Martine Matthews is the curator of this year’s Mad Pride art show, called “The Architecture of Madness.” It opens on July 11 at 246 Sackville Street. One thing she wants made abundantly clear is that this is a bona-fide art show. The artists were juried and critiqued. The result, she says, is a mixture of established artists and new voices that could compete with what’s on offer at any gallery in the city.
“We want to show the excellence in our community,” she says. “A lot of times when there are shows of mad people’s art, it’s put on by agencies, and there’s no curatorial criticism. It’s an open door, and there’s a place for that. But this is an art show, and the quality of work had to be strong…What was stunning was that each person’s body of work was clearly one person’s of body of work. They all had a distinct quality.”
She adds that one of the most impressive things about the show is how the artists are able to make fascinating work with limited resources.
“Mad people, and people with disabilities as a whole, have to find different ways to do the same things that other people do,” she says. “Sometimes you see people coming at things sideways, and you go, ‘What a fresh approach.’”

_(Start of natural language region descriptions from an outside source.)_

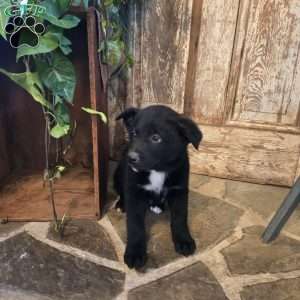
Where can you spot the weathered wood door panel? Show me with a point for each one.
(160, 47)
(256, 102)
(268, 87)
(235, 70)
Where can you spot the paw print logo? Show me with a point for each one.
(24, 32)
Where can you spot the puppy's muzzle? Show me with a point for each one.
(133, 157)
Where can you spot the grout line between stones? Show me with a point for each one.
(12, 234)
(115, 238)
(39, 232)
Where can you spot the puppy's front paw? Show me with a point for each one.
(135, 259)
(185, 247)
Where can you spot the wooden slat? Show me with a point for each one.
(268, 82)
(215, 42)
(160, 47)
(247, 155)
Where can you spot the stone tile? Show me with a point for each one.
(30, 265)
(86, 235)
(251, 256)
(286, 289)
(262, 199)
(208, 186)
(7, 228)
(211, 221)
(197, 180)
(195, 282)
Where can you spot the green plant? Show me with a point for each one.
(113, 49)
(49, 76)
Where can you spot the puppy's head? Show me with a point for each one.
(158, 137)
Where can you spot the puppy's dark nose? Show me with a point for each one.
(133, 157)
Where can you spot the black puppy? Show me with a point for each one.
(153, 171)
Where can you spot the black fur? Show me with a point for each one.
(169, 155)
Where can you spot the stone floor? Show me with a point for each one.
(226, 219)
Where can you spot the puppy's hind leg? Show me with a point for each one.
(183, 241)
(118, 186)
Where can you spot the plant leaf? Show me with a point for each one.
(62, 113)
(63, 5)
(59, 131)
(3, 17)
(47, 43)
(29, 82)
(66, 22)
(58, 76)
(95, 112)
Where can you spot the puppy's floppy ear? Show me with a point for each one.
(128, 116)
(190, 131)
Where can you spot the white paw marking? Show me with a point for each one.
(156, 182)
(156, 209)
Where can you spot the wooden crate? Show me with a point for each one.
(81, 192)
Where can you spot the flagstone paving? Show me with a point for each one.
(226, 219)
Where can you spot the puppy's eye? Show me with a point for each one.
(155, 138)
(133, 132)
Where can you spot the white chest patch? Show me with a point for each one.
(156, 182)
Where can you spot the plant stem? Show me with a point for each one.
(48, 178)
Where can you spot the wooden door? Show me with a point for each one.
(233, 66)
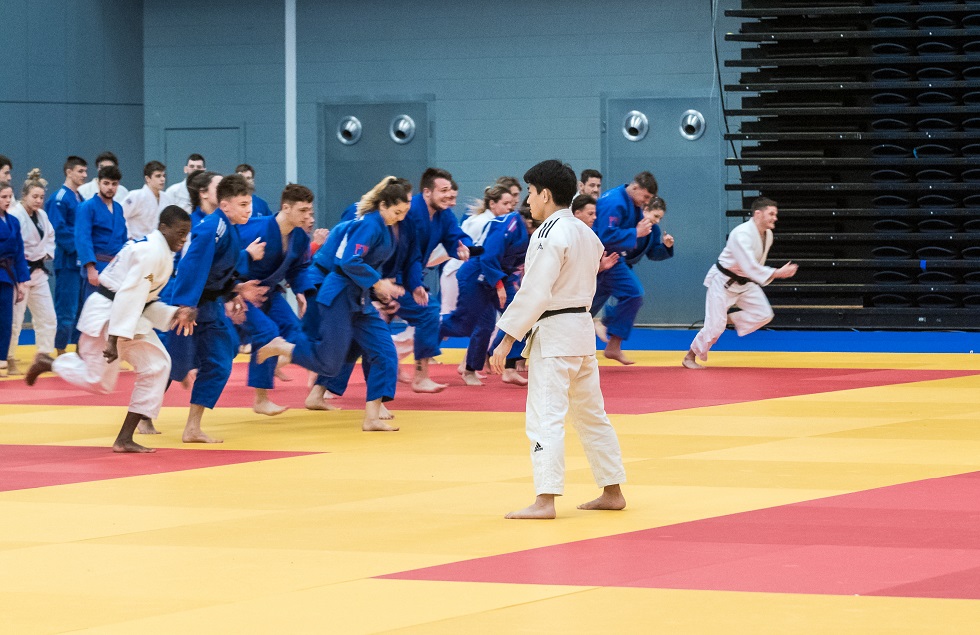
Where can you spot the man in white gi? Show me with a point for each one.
(142, 207)
(90, 189)
(178, 191)
(563, 374)
(118, 322)
(737, 280)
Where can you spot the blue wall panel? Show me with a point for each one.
(72, 82)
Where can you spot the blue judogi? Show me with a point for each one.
(260, 209)
(206, 277)
(13, 270)
(275, 317)
(442, 228)
(615, 224)
(505, 241)
(346, 314)
(61, 208)
(99, 235)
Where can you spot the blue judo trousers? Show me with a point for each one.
(215, 249)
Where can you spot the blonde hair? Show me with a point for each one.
(34, 180)
(390, 190)
(491, 194)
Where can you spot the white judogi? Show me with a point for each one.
(90, 189)
(179, 196)
(37, 292)
(563, 374)
(136, 275)
(744, 255)
(141, 209)
(448, 286)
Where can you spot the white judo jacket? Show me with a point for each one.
(136, 275)
(559, 273)
(745, 255)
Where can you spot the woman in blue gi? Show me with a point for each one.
(13, 268)
(347, 314)
(483, 282)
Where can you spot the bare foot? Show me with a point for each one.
(612, 499)
(375, 425)
(618, 356)
(278, 346)
(198, 437)
(131, 446)
(188, 381)
(268, 408)
(427, 385)
(690, 362)
(511, 376)
(42, 364)
(543, 508)
(470, 378)
(600, 329)
(145, 426)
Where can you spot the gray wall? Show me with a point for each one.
(72, 79)
(217, 65)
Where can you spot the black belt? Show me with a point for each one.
(106, 292)
(732, 276)
(554, 312)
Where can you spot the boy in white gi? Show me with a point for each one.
(563, 374)
(737, 280)
(117, 322)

“We’ve got a photographer in the show who’s never had a camera. All his work was done with a cell phone, because that’s the tool he had…And he’s done a series based on light, painting with light, and that’s the very essence of photography.”
The week will culminate in the annual Mad Pride bed push on July 14, where participants push hospital gurneys down the street. Triest says this year’s edition will take a different route than in years past.

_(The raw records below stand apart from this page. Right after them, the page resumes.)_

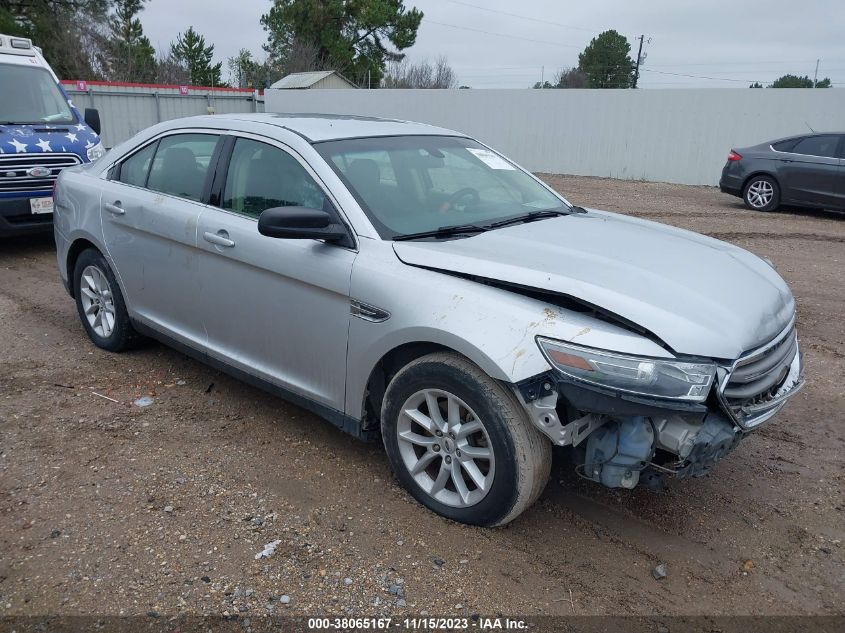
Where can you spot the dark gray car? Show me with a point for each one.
(803, 171)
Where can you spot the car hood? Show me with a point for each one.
(699, 295)
(47, 138)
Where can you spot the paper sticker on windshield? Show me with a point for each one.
(493, 161)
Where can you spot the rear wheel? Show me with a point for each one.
(100, 303)
(460, 443)
(761, 193)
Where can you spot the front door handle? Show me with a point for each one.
(221, 238)
(114, 208)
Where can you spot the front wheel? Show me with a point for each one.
(761, 193)
(100, 303)
(460, 443)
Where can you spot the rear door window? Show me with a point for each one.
(181, 164)
(824, 146)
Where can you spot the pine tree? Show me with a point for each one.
(191, 51)
(130, 56)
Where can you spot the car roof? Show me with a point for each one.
(315, 127)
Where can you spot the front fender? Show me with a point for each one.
(493, 327)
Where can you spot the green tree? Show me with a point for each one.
(68, 32)
(191, 51)
(130, 56)
(794, 81)
(606, 61)
(352, 36)
(245, 72)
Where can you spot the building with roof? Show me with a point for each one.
(312, 80)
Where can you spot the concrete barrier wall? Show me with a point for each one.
(679, 136)
(125, 109)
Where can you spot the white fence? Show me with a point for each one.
(680, 136)
(127, 109)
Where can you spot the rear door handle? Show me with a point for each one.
(114, 208)
(221, 238)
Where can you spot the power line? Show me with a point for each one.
(661, 72)
(520, 16)
(513, 37)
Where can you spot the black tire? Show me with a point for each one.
(522, 455)
(122, 335)
(756, 190)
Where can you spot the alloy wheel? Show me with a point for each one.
(760, 194)
(97, 301)
(445, 448)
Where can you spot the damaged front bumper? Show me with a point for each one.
(624, 439)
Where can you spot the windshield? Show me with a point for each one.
(413, 184)
(30, 95)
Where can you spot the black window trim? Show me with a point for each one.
(221, 172)
(113, 172)
(837, 152)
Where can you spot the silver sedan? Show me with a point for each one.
(410, 283)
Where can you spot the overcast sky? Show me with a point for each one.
(507, 44)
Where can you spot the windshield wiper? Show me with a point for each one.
(533, 215)
(443, 231)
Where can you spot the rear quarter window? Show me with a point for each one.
(787, 145)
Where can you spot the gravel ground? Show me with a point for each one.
(108, 508)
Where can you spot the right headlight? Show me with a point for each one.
(661, 378)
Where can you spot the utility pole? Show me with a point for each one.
(639, 59)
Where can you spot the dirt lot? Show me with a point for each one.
(109, 508)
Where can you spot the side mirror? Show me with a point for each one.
(92, 119)
(299, 223)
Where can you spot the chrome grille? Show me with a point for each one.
(760, 381)
(14, 168)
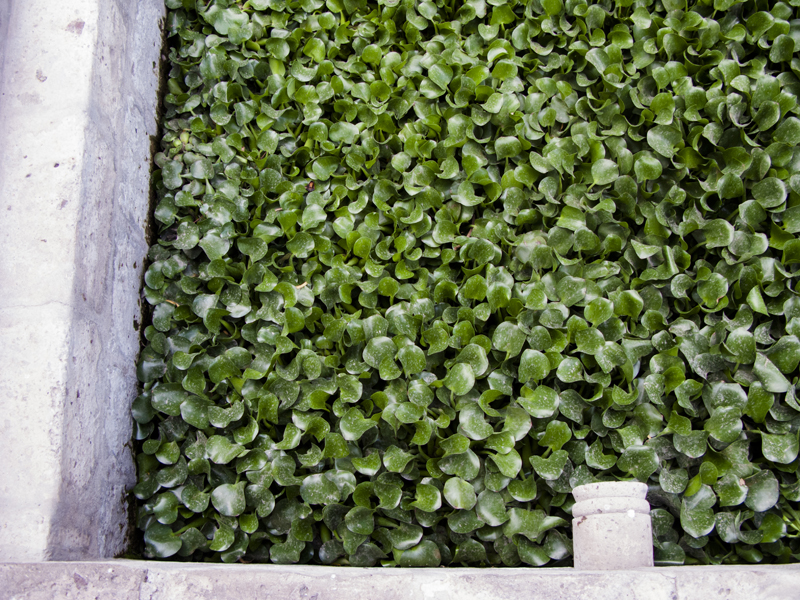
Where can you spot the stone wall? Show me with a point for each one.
(77, 112)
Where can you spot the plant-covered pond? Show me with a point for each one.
(424, 267)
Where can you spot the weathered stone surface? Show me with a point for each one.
(70, 581)
(143, 580)
(78, 93)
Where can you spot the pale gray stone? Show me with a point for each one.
(147, 580)
(611, 527)
(78, 96)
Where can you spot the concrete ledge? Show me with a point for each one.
(78, 98)
(142, 580)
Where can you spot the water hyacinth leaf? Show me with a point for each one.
(639, 461)
(697, 518)
(229, 499)
(779, 448)
(160, 541)
(604, 171)
(762, 491)
(428, 498)
(460, 379)
(418, 271)
(542, 403)
(425, 554)
(459, 494)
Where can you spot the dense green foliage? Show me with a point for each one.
(423, 267)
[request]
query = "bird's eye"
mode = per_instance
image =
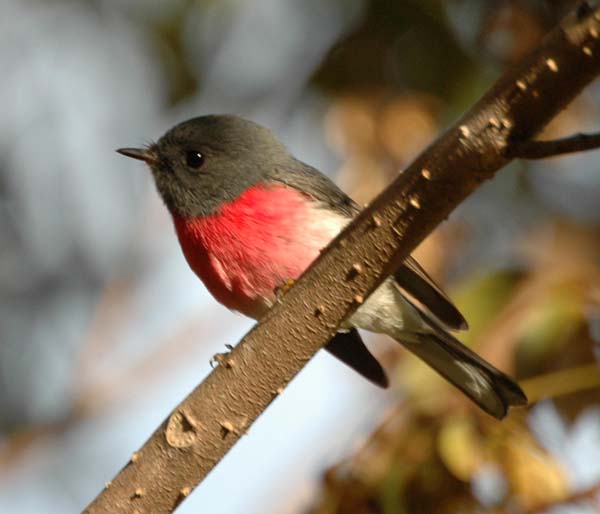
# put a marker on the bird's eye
(194, 159)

“Traditionally, we go from CAMH on Queen Street to the Parkdale Activitiy and Recreation Centre, the theme of which is ‘escaping the asylum and heading into the community,’” she says. “This year, we’re starting at the Parkdale Library, where the first Pride happened in 1993, to talk about how we’re in the community and our concerns are in the community.”
Ultimately, she says that the goal of Mad Pride is to get members of the broader community to better understand the challenges faced by people who perceive reality differently, and to have the mad community take pride in its achievements.
“When we think about Pride, we think about having pride all the time, and being very out. That’s not always what it looks like for people,” she says. “People are going to feel negative about themselves sometimes.”
“But even when I feel crummy about myself and the world, I can still feel pride in my friendships and my community.”